2. What we collect (aggregated, no personal binding)

  • Prometheus counters on the VPN nodes: total active connections, handshake error rate, node CPU/memory. No per-user breakdown.
  • ML telemetry of the protocol selector — only if you explicitly enabled it in the client settings. Hour-bucketed events (precision down to an hour, not a second), provider_hash via HMAC with a client-side key, RTT in power-of-2 buckets. See `chimera-core/src/telemetry.rs` — documented line by line.
  • Billing webhook events — the fact and status of payment processing (`paid` / `failed` / `expired`), with `order_id = sha256(salt || token || serial)`. The 16-word key itself is stored as its SHA-256 hash.

3. Retention

DataRetention
Prometheus metrics30 days
Billing webhook events30 days
Orders (pending and paid)until subscription end + 14 days (refund window)
Subscriptions (key_hash + expires_at)until subscription expires
ML telemetry (aggregated NDJSON)90 days; afterwards — only retrained model params, not raw events
Access logs of storefront / billingnot written

4. Cookies

This site does not use cookies. Neither analytical nor session ones. The dashboard login keeps the key in form memory, not in localStorage/sessionStorage/cookie.

5. Third-party

  • Google Fonts — self-hosted on our server through `next/font`; no requests are sent to fonts.googleapis.com.
  • CryptoCloud / BTCPay — they see the fact of payment and the sender's crypto address. Our storefront does not share any client identifier with them other than order_id.
  • No Google Analytics, Meta Pixel, Hotjar, Sentry, CloudFlare front-end JS or any other third-party script. Verifiable via `view-source` or via Tor Browser's NoScript.

6. Compelled disclosure

We cannot hand over what we do not have. Law-enforcement bodies that obtain a legally valid request will receive:

  • Aggregated Prometheus counters (useless for deanonymization)
  • The `orders` table (SHA-256 key hashes and order_ids, no IPs)
  • Webhook events (linked to CryptoCloud order_ids, no IPs)
  • Confirmation that there are no IP logs on the VPN nodes (verified by the reproducible build of `chimera-node`)

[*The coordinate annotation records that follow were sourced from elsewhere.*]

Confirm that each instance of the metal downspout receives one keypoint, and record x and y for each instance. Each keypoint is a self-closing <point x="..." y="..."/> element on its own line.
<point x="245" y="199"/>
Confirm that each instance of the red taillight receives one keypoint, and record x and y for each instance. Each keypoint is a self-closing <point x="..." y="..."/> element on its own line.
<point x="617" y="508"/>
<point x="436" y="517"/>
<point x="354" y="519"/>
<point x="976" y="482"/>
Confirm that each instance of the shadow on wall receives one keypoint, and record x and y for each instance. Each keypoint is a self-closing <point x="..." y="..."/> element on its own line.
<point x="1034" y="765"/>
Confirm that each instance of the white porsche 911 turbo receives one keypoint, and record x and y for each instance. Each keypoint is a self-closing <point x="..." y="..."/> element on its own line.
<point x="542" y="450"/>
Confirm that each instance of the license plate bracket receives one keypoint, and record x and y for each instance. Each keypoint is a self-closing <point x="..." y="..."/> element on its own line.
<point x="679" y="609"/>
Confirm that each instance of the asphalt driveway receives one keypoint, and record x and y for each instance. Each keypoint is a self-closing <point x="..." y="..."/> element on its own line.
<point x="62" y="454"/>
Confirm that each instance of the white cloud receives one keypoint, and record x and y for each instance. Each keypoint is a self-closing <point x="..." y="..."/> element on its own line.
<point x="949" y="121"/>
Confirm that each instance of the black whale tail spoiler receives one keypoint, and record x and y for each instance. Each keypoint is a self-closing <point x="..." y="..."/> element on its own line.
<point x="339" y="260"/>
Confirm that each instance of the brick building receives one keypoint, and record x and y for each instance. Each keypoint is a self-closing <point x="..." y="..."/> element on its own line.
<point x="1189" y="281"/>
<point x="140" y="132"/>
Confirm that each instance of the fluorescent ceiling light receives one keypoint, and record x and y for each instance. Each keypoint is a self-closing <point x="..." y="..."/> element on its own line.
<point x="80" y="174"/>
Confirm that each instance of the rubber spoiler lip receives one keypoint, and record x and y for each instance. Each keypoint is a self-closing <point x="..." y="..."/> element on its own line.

The fact that any such request was received is recorded in the warrant canary (`/canary`). If the canary is not refreshed for over 35 days — assume that a request was received and act accordingly.

7. User rights (GDPR / CCPA equivalent)

Even though we do not hold data linkable to you for GDPR "right to access / delete" purposes, we still recognize these rights. If you need us to delete anything tied to your key_hash — write to the SimpleX contact in `/legal/security`.

The request does not require proof of identity (the irony — we will simply verify that you own the key, no other attributes exist).

8. Privacy contact

Only through SimpleX Chat or GPG-encrypted email; details on /legal/security. Plain unencrypted email is not read — it goes to /dev/null.

9. Jurisdiction

CHIMERA is operated by a solo operator with no legal entity (see the project OPSEC model). You cannot send an MLAT request against us to a specific country, because no such country exists for us. You can, against an individual VPN node — and in practice there is nothing there beyond timing metrics.